By ArabicTree | April 26, 2008
In Arabic, the easiest type of sentence to understand is the nominal sentence (or the noun sentence). The nominal sentence tells you about a thing. It has two parts–the mubtada (the subject), and the khabr (information about the subject).
The mubtada and khabr have only a few simple rules:
- They must match in gender
- They must match in number.
- The mubtada must be definite
- The mubtada must be marfoo’
Let’s run through some simple examples.
Al-masjidu qabiyrun: the masjid is close. The mubtada is al-masjid, which is definite (because it has alif-lam), and the khabr is kabiyrun. Both are singular and masculine.
‘Aishatu jaalisatun: ‘Aisha is sitting.

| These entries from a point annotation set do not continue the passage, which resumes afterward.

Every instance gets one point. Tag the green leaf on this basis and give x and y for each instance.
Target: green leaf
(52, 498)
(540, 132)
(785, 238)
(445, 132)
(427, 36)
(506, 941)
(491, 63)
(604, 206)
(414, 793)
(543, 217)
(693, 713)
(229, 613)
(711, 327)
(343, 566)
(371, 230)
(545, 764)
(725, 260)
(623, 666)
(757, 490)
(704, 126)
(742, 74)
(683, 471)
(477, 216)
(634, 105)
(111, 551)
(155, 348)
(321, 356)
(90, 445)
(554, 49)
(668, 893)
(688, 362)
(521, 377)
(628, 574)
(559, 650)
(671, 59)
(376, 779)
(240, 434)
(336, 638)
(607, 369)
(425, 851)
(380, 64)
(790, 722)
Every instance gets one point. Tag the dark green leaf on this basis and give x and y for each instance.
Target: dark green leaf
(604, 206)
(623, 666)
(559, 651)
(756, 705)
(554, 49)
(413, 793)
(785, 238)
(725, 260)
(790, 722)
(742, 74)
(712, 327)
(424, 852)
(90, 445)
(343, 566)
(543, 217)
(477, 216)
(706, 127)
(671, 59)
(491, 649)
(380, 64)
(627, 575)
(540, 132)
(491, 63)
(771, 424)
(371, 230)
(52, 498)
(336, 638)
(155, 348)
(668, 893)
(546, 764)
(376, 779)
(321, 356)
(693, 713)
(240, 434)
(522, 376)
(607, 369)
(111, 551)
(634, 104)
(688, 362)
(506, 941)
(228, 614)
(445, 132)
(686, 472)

The mubtada is ‘Aisha (which is feminine, singular, and definite–it’s a name), and the khabr is jaalisatun (which is singular and feminine).

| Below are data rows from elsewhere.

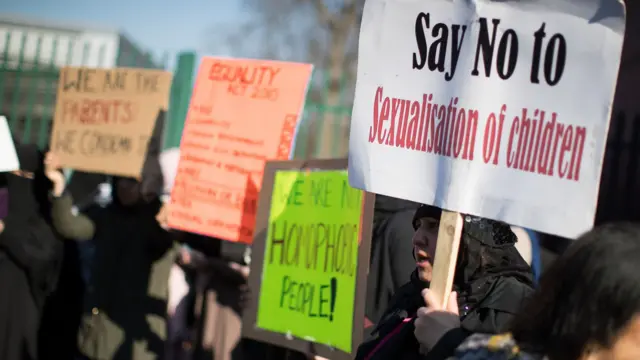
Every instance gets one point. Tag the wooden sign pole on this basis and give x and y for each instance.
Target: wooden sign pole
(444, 266)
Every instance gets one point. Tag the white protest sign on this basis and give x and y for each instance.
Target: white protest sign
(8, 157)
(496, 109)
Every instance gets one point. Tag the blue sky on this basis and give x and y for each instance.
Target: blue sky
(156, 25)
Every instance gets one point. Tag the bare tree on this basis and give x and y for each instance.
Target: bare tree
(322, 32)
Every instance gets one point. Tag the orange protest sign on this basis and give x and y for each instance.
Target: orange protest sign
(104, 118)
(242, 113)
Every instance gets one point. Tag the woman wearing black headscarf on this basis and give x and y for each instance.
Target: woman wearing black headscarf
(29, 256)
(491, 282)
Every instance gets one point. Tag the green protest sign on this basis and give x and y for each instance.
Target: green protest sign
(311, 266)
(309, 272)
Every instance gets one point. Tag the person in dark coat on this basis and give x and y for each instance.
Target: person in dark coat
(29, 256)
(391, 246)
(491, 282)
(123, 315)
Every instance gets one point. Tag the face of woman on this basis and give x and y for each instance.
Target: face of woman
(424, 246)
(626, 346)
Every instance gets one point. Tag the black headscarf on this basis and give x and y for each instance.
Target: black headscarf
(487, 252)
(29, 237)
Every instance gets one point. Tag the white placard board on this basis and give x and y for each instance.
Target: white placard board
(496, 109)
(8, 157)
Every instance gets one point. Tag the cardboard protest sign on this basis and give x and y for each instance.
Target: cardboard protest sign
(104, 118)
(499, 110)
(8, 156)
(310, 259)
(242, 113)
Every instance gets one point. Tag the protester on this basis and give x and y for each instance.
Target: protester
(491, 281)
(391, 262)
(587, 306)
(29, 256)
(63, 309)
(125, 304)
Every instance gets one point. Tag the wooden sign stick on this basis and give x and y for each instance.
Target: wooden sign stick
(444, 266)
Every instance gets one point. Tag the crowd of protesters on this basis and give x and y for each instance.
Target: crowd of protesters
(109, 280)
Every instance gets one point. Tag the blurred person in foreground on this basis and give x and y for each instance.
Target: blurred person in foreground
(391, 261)
(587, 306)
(30, 255)
(124, 307)
(491, 282)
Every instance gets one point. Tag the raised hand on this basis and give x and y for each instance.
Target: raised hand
(53, 172)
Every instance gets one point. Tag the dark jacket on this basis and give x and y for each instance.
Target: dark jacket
(30, 254)
(391, 261)
(492, 281)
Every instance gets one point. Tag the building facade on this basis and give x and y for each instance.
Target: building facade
(31, 54)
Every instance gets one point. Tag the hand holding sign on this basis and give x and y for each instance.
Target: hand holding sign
(435, 320)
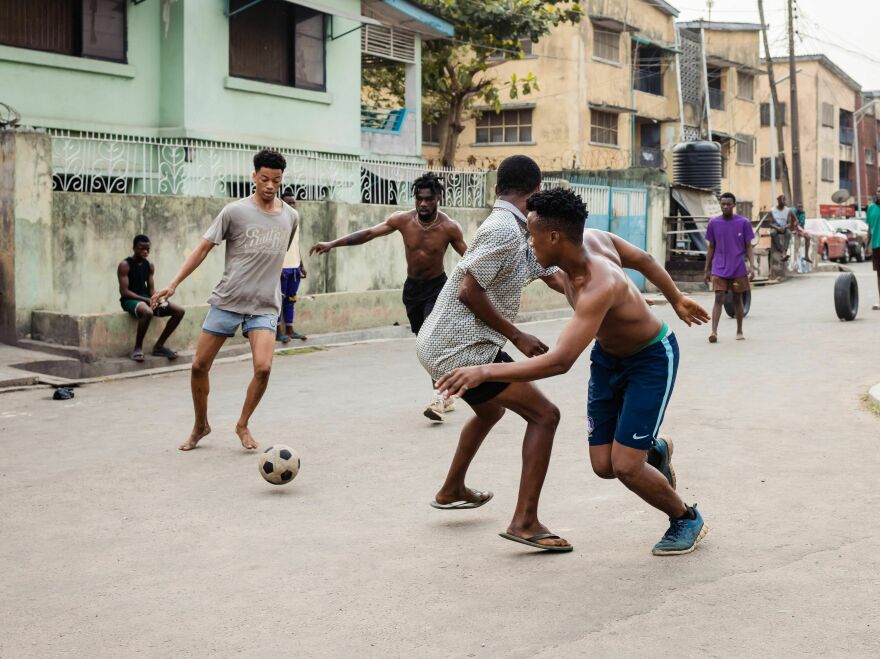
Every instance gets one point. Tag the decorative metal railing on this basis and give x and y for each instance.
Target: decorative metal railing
(114, 163)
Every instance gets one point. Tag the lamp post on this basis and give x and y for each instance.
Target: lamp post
(857, 115)
(773, 143)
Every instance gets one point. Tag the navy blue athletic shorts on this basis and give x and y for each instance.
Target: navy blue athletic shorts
(628, 395)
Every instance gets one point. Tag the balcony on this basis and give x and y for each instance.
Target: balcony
(382, 120)
(650, 156)
(716, 98)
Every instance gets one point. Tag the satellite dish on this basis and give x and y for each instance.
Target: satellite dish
(841, 196)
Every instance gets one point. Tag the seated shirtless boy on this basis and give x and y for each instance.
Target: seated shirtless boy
(633, 363)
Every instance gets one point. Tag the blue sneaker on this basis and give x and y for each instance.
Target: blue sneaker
(660, 457)
(682, 537)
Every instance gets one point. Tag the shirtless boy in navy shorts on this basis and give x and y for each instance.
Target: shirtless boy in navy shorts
(634, 360)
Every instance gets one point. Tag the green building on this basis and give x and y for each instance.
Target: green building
(173, 96)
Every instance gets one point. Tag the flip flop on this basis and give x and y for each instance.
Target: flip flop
(533, 541)
(164, 352)
(464, 505)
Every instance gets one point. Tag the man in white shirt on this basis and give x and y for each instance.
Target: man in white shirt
(782, 220)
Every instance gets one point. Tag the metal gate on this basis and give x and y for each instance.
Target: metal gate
(622, 211)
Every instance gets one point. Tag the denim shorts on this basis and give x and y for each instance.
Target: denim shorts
(220, 322)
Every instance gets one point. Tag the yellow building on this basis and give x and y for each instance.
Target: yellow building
(729, 76)
(608, 95)
(827, 98)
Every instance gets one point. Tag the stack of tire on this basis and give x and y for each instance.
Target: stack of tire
(846, 296)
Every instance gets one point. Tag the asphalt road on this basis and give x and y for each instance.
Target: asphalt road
(113, 543)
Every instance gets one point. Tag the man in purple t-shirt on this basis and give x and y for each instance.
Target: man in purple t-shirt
(730, 242)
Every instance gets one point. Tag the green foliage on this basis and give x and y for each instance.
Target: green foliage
(456, 74)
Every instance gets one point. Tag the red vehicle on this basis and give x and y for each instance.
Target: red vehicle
(832, 245)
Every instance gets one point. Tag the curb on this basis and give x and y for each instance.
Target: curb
(874, 395)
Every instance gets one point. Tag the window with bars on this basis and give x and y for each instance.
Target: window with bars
(505, 127)
(81, 28)
(828, 115)
(278, 42)
(745, 86)
(606, 44)
(603, 127)
(648, 69)
(430, 133)
(715, 80)
(765, 168)
(828, 169)
(765, 114)
(745, 150)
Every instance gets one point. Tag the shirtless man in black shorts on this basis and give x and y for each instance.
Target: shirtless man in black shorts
(426, 232)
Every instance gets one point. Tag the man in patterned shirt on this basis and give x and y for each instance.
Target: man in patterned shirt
(472, 320)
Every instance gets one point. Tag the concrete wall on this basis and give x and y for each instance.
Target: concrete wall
(25, 228)
(92, 233)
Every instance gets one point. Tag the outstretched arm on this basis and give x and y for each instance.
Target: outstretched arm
(356, 238)
(574, 339)
(193, 261)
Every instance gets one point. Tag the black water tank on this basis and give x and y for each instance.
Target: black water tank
(697, 164)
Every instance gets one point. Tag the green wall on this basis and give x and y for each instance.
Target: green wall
(176, 84)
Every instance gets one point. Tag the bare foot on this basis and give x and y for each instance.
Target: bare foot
(537, 529)
(247, 440)
(194, 437)
(465, 494)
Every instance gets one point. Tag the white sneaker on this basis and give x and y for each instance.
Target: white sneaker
(435, 408)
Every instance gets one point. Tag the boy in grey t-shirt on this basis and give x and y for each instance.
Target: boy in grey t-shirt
(257, 230)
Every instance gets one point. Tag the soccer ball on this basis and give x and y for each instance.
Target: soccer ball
(279, 464)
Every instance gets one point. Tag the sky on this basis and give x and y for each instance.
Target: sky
(845, 31)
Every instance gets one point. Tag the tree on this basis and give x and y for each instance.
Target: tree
(456, 74)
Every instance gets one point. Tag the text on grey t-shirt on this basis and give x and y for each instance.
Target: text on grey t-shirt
(256, 242)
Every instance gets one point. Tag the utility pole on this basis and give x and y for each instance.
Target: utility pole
(775, 114)
(795, 126)
(706, 82)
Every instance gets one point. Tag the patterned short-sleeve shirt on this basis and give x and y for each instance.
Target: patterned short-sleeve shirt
(501, 260)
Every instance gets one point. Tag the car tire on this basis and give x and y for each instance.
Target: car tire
(846, 296)
(729, 307)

At-tullaabu jududun: the students are new. At-Tullaab is the mubtada, and it’s masculine, definite (with alif-lam), and plural; jududun is masculine and plural.
Nominal sentences are really as easy as that! But you can make them much more complex if you throw in prepositions, possessive case, or if the khabr becomes a full, stand-alone verbal sentence. (And that the khabr doesn’t have to be marfoo’–which it isn’t in this example):
Al-Imaamu fiy al-masjidi: The imam is in the masjid. Here, the mubtada is the imam, and the khabr is “fiy al-masjidi,” a preposition and a majruwr noun.
And that’s nominal sentences in a nutshell.